It felt like a back to basics week ...
Ableism on the Left
kpagination, Paginated Thoughts - August 13, 2016
Liberals and disability rights: Why don't they 'get it'?
Mary Johnson, Ragged Edge Magazine - January 26, 2004
It’s possible to overstate the idea that progressive movements don’t understand or respect disability rights. It can often seem like there’s not much difference between the Left and the Right on disability issues. That’s not true. There are fundamentals in play that make the Left a more logical home for disability activism. But that’s exactly the reason why it’s so perplexing and vexing that it isn’t a better home than it is. These two articles … one brand new and one two-part older piece … give a valuable overview on what the problems are, and why disability activists sometimes spend more time complaining about the Left than the Right.
Disabled woman turned away from disability assessment centre because she couldn’t use stairs
Harry Cockburn, Independent - August 12, 2016
This sounds like a made-up parody of ableism and accessibility problems. It’s not a parody. It’s real, and fairly common, if not typical. There’s a reason why people still use the phrase “Kafkaesque.”
This woman was thrown out of a Brighton pub ‘for being disabled’
Miranda deLarbi, Metro.uk - August 10, 2016
Ableism is as much about deep-seated dislike of “weird people” as it is about bureaucratic neglect of physical accessibility. Most disabled people are “weird” in some way, and people feel justified in excluding is for that reason, even when they agree that deliberate disability discrimination is wrong.
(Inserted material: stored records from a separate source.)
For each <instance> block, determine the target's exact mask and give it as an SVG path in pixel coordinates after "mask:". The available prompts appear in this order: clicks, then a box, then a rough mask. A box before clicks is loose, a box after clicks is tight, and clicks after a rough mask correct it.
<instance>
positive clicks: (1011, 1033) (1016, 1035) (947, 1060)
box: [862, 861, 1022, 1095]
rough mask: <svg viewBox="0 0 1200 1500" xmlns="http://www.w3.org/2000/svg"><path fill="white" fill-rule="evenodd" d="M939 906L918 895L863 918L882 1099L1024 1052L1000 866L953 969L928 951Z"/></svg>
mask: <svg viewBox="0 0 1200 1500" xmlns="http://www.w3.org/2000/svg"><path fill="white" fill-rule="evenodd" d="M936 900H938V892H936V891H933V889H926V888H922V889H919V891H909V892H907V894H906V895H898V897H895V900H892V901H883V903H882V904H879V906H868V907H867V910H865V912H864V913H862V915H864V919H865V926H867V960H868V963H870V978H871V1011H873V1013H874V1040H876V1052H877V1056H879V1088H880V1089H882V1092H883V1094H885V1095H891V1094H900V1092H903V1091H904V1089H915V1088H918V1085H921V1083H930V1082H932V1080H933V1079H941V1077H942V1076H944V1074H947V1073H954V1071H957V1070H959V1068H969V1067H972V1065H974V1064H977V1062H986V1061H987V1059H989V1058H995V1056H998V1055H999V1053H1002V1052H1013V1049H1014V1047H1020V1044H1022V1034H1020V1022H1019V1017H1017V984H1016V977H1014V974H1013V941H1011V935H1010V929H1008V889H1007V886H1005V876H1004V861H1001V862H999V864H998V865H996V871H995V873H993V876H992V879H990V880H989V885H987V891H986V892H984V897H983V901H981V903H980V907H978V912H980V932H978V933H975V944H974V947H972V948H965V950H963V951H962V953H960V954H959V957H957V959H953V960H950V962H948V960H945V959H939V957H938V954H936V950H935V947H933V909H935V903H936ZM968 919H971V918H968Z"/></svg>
On Vulnerability as a Disabled Person
Carrie, Autostradale - August 8, 2016
I relate to so much about this. Internalized ableism is strong. Becoming aware of it and dismantling it is powerful.
Mike Ervin, Smart Ass Cripple - August 10, 2016
Haven’t we all fantasized about taking accessibility into our own hands … doing a little vigilante access modification? I certainly have, but I never thought about connecting this implausible but delightful thought with the fundamentally conservative idea of “personal responsibility.” As usual, Smart Ass Cripple crafts a hilarious “bit” out of a profound truth.